I recently noticed a post from a blahaj user whose profile was styled after Celeste from Madeleine. She does trans stuff and posts quite a bit, including to a sub¹ called “femcelmemes”.

I’ve seem the word more than a few times in the past year, and I thought it meant “female incel”.²

However, the sub in question just seems to post girly stuff and be accepting to all feminine energents “where anybody can post memes that fit the vibe.” So what the hell is this vibe? I don’t see any incel-adjacent stuff except maybe some facetious self-deprecation, but do you have to get incel vibes to do that?


¹ Until we can truly standardize what we call them: magazines, communities (Lemmy, please pick a better name. This is too vague.), forums, hashtags, etc…, I’m calling them something we can all understand. ² Thinking about the etymology of “incel”, “femcel” should actually be “female celibate”, but who in the sam hill cares.

  • @Carrolade
    link
    English
    214 days ago

    That’s funny, it never really annoyed me when people called reddit subs channels. I suppose differentiation is not particularly important in my mind. Neither is conformity, so it doesn’t really bother me that much when people use the lingo they prefer, so long as their meaning is clear.
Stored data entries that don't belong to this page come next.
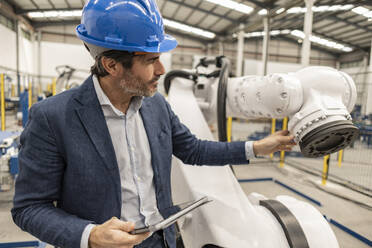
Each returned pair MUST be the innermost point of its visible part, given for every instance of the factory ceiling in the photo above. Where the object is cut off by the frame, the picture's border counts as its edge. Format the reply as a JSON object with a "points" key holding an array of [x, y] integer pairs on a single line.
{"points": [[339, 26]]}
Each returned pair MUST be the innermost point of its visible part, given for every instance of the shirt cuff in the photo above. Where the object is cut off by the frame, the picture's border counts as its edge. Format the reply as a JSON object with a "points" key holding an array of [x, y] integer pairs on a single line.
{"points": [[85, 236], [249, 153]]}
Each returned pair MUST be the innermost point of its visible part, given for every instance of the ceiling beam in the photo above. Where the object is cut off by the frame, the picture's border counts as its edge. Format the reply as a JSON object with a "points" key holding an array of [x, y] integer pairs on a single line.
{"points": [[26, 11], [38, 25], [33, 3], [355, 24], [201, 10], [339, 41], [313, 45]]}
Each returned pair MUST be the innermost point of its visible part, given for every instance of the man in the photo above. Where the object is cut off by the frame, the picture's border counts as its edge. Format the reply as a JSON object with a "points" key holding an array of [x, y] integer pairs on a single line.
{"points": [[95, 160]]}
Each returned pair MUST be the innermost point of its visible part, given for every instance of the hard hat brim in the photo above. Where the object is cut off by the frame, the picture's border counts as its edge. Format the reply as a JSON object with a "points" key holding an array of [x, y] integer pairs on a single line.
{"points": [[168, 44]]}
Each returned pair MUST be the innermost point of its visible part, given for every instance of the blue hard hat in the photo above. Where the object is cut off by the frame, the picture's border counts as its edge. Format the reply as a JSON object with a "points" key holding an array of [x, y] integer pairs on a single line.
{"points": [[128, 25]]}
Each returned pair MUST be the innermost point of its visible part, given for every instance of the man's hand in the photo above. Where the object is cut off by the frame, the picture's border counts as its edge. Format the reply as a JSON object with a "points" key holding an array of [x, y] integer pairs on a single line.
{"points": [[114, 233], [279, 141]]}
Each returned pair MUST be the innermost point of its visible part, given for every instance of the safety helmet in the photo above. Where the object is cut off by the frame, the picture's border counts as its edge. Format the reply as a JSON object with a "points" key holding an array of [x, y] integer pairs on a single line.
{"points": [[127, 25]]}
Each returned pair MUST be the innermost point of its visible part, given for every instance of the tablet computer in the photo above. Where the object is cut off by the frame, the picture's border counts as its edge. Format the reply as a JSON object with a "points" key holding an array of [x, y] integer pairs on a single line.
{"points": [[173, 218]]}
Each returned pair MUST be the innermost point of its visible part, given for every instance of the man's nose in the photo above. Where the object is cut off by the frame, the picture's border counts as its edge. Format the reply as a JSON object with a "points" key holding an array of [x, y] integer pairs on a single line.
{"points": [[160, 70]]}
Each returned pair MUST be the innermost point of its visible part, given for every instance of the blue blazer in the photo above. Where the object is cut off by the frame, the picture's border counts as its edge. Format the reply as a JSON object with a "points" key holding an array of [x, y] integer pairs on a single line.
{"points": [[69, 175]]}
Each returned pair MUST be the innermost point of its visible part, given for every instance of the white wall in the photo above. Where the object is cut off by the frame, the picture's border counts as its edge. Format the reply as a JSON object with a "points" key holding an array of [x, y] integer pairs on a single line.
{"points": [[7, 48], [362, 77], [55, 54], [27, 55]]}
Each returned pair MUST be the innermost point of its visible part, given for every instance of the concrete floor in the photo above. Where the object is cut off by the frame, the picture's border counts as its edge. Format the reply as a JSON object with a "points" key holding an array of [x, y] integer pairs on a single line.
{"points": [[347, 213]]}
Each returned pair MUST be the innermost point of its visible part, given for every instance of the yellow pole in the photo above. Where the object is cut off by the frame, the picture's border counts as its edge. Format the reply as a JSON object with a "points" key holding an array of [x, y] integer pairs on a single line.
{"points": [[282, 153], [29, 95], [229, 127], [340, 155], [13, 90], [2, 103], [325, 169], [54, 87], [273, 122]]}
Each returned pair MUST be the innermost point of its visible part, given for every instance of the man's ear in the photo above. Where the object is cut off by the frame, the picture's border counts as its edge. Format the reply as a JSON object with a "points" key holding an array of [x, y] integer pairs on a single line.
{"points": [[110, 65]]}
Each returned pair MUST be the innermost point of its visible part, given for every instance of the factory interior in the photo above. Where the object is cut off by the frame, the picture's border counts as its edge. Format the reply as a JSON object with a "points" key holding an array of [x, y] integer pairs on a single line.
{"points": [[242, 70]]}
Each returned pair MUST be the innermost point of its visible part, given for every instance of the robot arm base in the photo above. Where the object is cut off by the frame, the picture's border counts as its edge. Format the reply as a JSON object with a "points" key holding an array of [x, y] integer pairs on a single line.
{"points": [[328, 138]]}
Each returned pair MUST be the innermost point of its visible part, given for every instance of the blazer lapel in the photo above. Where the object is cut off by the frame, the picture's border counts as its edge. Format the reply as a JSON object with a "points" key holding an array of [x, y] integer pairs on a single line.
{"points": [[91, 115], [148, 119]]}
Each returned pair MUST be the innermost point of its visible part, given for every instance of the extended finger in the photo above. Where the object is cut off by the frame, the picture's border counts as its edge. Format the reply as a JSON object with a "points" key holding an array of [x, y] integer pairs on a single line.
{"points": [[122, 225], [282, 132], [286, 140], [129, 239], [285, 148]]}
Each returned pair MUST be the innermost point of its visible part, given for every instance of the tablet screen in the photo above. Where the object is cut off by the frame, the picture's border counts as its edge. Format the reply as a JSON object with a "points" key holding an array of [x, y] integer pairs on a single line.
{"points": [[184, 208]]}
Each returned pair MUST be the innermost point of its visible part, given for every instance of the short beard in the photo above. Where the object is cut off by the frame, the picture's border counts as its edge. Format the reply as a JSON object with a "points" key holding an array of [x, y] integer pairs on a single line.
{"points": [[135, 86]]}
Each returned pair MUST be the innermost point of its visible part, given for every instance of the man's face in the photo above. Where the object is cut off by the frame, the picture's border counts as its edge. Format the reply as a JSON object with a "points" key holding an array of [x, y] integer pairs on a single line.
{"points": [[141, 79]]}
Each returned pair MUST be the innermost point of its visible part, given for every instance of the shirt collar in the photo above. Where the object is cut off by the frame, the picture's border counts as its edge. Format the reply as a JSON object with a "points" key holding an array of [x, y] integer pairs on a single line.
{"points": [[134, 105]]}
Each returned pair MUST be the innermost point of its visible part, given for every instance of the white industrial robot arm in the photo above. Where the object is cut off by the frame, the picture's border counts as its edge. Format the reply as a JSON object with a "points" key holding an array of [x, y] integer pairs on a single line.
{"points": [[317, 101]]}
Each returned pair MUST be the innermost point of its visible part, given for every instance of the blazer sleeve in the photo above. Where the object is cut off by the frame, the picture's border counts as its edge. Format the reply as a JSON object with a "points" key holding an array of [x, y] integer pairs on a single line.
{"points": [[39, 186], [192, 150]]}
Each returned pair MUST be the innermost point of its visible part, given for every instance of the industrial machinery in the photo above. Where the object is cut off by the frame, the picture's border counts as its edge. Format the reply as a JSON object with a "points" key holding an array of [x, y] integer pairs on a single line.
{"points": [[317, 101], [9, 142]]}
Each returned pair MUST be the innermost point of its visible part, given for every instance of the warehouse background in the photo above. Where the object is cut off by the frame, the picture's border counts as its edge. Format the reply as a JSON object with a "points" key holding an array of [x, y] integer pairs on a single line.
{"points": [[38, 36]]}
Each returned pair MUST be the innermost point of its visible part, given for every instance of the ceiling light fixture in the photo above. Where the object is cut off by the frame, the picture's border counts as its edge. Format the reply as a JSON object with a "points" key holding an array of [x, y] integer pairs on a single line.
{"points": [[322, 41], [189, 29], [322, 8], [281, 10], [363, 11], [55, 14], [301, 35], [233, 5], [262, 12]]}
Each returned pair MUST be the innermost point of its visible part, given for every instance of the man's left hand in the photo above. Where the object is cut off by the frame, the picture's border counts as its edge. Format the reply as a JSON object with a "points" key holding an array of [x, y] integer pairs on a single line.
{"points": [[279, 141]]}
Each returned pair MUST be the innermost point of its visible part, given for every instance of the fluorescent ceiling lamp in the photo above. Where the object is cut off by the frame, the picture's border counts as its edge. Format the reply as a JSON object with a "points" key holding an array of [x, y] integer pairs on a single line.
{"points": [[363, 11], [321, 41], [46, 14], [281, 10], [233, 5], [260, 34], [322, 8], [189, 29], [262, 12], [301, 35]]}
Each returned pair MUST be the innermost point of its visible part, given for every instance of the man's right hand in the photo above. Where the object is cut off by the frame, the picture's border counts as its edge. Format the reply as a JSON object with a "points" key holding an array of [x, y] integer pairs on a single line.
{"points": [[114, 233]]}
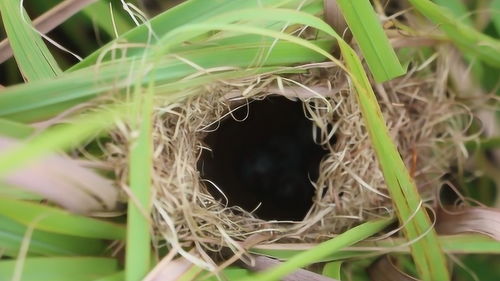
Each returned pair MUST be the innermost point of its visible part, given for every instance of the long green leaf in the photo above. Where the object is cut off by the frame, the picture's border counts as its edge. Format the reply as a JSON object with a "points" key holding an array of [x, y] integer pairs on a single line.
{"points": [[370, 36], [426, 251], [45, 243], [39, 100], [465, 37], [137, 259], [55, 220], [194, 11], [59, 269], [452, 244], [14, 129], [324, 249], [32, 55]]}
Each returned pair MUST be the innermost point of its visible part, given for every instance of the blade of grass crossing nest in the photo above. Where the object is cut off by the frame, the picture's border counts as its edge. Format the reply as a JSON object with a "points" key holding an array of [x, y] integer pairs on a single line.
{"points": [[426, 251], [32, 55], [14, 129], [383, 269], [58, 268], [59, 221], [322, 250], [452, 244], [465, 37], [138, 249], [30, 103], [473, 219], [194, 11], [374, 44], [495, 14]]}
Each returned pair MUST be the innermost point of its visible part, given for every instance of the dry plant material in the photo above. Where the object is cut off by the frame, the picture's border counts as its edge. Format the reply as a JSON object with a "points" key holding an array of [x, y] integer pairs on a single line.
{"points": [[191, 211], [470, 219], [64, 181]]}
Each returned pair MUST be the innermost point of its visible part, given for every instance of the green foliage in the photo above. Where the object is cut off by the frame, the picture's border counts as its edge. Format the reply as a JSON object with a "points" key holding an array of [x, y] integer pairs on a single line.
{"points": [[32, 56]]}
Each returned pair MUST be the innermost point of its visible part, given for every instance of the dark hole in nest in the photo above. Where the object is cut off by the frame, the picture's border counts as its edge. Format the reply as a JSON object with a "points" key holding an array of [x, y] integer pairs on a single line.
{"points": [[270, 159]]}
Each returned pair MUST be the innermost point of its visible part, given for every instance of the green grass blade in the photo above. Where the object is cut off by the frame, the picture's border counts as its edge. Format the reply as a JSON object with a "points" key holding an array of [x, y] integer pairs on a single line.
{"points": [[59, 268], [465, 37], [99, 13], [459, 9], [57, 138], [14, 129], [452, 244], [426, 251], [495, 14], [45, 243], [194, 11], [55, 220], [119, 276], [374, 44], [324, 249], [39, 100], [138, 253], [32, 55], [333, 270]]}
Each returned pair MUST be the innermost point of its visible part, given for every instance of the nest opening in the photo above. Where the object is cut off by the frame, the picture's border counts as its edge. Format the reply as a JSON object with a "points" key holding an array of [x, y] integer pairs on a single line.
{"points": [[264, 159]]}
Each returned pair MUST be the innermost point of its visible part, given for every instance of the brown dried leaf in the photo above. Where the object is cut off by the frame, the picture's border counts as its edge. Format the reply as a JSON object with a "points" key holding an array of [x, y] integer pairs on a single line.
{"points": [[473, 219], [384, 270], [64, 181]]}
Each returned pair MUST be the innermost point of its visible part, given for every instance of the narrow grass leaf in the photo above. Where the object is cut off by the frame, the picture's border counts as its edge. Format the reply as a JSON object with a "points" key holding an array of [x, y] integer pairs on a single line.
{"points": [[40, 100], [138, 249], [14, 129], [32, 55], [459, 9], [473, 219], [322, 250], [57, 138], [495, 14], [45, 243], [119, 276], [99, 12], [194, 11], [465, 37], [373, 42], [262, 263], [59, 268], [64, 181], [452, 244], [55, 220], [333, 269], [384, 270]]}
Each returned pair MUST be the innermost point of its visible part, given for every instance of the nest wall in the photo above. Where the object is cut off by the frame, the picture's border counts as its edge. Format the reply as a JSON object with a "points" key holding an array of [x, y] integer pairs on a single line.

    I don’t see it as being any big problem, in general. I’m not personally bothered by community, either, it’s the term I personally use. I do acknowledge that some people don’t seem to like it though, and that too does not bother me.

    One problem with your accent example is local cultures were never chosen, they evolved slowly over many years. Lemmy was engineered from the ground up, very recently. Someone chose these specific things, so you’re not adapting to some long storied culture, you’re adapting to an arbitrary choice some dude made a few years ago. I think this is partly why people feel more comfortable criticising it, where they wouldn’t if it were something like a local dialect.